By eliminating these internal transactions, the Taxable Income of the Tax Group is determined based on the overall financial performance of the group as a whole, rather than treating each entity separately. This consolidation allows for a more accurate assessment of the group’s overall tax liability, ensuring that tax is calculated based on the group’s combined profitability.

It’s important to note that the formation of a Tax Group and the consolidation of financial accounts for tax purposes are subject to certain conditions, such as all members being resident juridical persons, having the same Financial Year, and preparing financial statements using the same accounting standards. 

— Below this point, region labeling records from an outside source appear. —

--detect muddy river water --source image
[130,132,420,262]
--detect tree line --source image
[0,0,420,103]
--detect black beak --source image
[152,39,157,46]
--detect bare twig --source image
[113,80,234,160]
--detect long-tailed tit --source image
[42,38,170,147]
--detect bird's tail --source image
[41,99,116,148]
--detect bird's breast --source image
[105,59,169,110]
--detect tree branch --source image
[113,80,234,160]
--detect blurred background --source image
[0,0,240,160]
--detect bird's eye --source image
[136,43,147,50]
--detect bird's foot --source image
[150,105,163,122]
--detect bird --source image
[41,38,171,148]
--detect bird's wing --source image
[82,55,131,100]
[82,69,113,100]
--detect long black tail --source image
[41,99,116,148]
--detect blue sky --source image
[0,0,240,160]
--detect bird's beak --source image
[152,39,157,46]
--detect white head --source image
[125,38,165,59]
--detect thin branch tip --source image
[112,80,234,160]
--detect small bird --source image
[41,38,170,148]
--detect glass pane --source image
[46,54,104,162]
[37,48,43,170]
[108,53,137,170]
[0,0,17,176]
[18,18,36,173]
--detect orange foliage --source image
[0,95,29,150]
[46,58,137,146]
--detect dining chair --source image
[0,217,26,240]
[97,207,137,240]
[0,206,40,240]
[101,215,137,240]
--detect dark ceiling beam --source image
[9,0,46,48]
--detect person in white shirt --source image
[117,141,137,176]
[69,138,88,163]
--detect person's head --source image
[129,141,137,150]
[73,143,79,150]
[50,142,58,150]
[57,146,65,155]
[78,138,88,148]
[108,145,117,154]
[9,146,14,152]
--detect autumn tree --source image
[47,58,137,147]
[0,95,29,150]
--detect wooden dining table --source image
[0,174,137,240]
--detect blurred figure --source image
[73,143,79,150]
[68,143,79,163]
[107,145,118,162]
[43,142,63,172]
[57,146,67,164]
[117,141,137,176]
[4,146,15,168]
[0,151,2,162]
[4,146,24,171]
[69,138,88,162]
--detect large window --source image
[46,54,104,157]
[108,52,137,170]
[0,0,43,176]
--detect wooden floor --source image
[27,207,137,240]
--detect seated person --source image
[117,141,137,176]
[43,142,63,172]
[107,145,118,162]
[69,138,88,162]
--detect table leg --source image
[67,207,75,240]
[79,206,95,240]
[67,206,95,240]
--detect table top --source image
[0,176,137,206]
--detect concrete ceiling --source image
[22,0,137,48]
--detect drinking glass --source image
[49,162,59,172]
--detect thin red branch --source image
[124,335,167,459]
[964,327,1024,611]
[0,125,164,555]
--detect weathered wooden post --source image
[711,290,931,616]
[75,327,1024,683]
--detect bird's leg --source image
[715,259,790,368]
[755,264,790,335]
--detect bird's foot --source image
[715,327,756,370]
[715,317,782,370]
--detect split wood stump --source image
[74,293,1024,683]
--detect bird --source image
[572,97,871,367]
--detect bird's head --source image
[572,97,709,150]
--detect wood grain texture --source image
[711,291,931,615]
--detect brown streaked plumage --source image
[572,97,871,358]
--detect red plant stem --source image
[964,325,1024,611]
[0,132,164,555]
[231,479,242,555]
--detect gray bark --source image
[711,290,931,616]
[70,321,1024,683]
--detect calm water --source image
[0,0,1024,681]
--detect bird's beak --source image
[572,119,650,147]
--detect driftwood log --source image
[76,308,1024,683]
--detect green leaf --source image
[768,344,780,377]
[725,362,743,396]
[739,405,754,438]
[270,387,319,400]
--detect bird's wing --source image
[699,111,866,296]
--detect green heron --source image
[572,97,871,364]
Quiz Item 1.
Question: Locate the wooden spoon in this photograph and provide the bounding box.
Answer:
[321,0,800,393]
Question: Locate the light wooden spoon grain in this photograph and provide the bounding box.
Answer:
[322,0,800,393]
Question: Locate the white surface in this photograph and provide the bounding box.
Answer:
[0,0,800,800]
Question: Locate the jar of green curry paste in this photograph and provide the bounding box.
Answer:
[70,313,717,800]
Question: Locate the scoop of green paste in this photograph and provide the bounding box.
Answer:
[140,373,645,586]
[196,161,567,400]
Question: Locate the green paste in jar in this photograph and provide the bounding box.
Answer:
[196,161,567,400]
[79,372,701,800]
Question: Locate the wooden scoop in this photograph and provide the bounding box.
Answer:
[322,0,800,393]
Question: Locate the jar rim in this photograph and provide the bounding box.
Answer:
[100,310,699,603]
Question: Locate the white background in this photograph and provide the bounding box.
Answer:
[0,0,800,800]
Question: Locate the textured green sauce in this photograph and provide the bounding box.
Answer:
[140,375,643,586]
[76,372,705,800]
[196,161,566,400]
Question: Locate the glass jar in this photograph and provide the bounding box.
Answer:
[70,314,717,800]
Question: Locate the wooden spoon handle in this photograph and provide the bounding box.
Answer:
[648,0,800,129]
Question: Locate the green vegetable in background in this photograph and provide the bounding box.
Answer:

The parent company must also meet specific ownership and entitlement criteria, such as owning at least 95 percent of the share capital and voting rights in the subsidiaries, as well as being entitled to at least 95 percent of their profits and net assets.

How to register, file and pay Corporate Tax

All Taxable Persons (including Free Zone Persons) will be required to register for Corporate Tax and obtain a Corporate Tax Registration Number. The Federal Tax Authority may also request certain Exempt Persons to register for Corporate Tax.
Taxable Persons are required to file a Corporate Tax return for each Tax Period within 9 months from the end of the relevant period. The same deadline would generally apply for the payment of any Corporate Tax due in respect of the Tax Period for which a return is filed.

Will entities in the UAE that are owned by GCC or UAE citizens pay tax? 

The tax applies to entities that fall within the income threshold of AED 375,000. The law does not differentiate between nationality or residence, so it applies to any entity irrespective of the citizenship or residence of the founders or owners. 

Will entities pay other taxes as well? 

According to the Ministry of Finance, some businesses may still be subject to both the corporate tax and “Emirate level taxation”. Emirate level taxes paid will not be credited against or otherwise reduce the amount of corporate tax payable. 

However, businesses that are engaged in certain activities like the extraction of natural resources in the UAE, which are subject to “Emirate level taxation”, will be outside the scope of the corporate tax. But these businesses are still required to meet “certain conditions”. 

Will the corporate tax replace VAT? 

The value-added tax (VAT) is a different type of tax. It will continue to be collected in the UAE. If an entity is mandated to pay VAT and corporate tax, it will have to pay the taxes separately. Those that are not VAT registered may still be subject to pay corporate tax. 

What about excise tax, will it be replaced by corporate tax? 

This is another form of tax. Excise tax will continue to be collected in the UAE.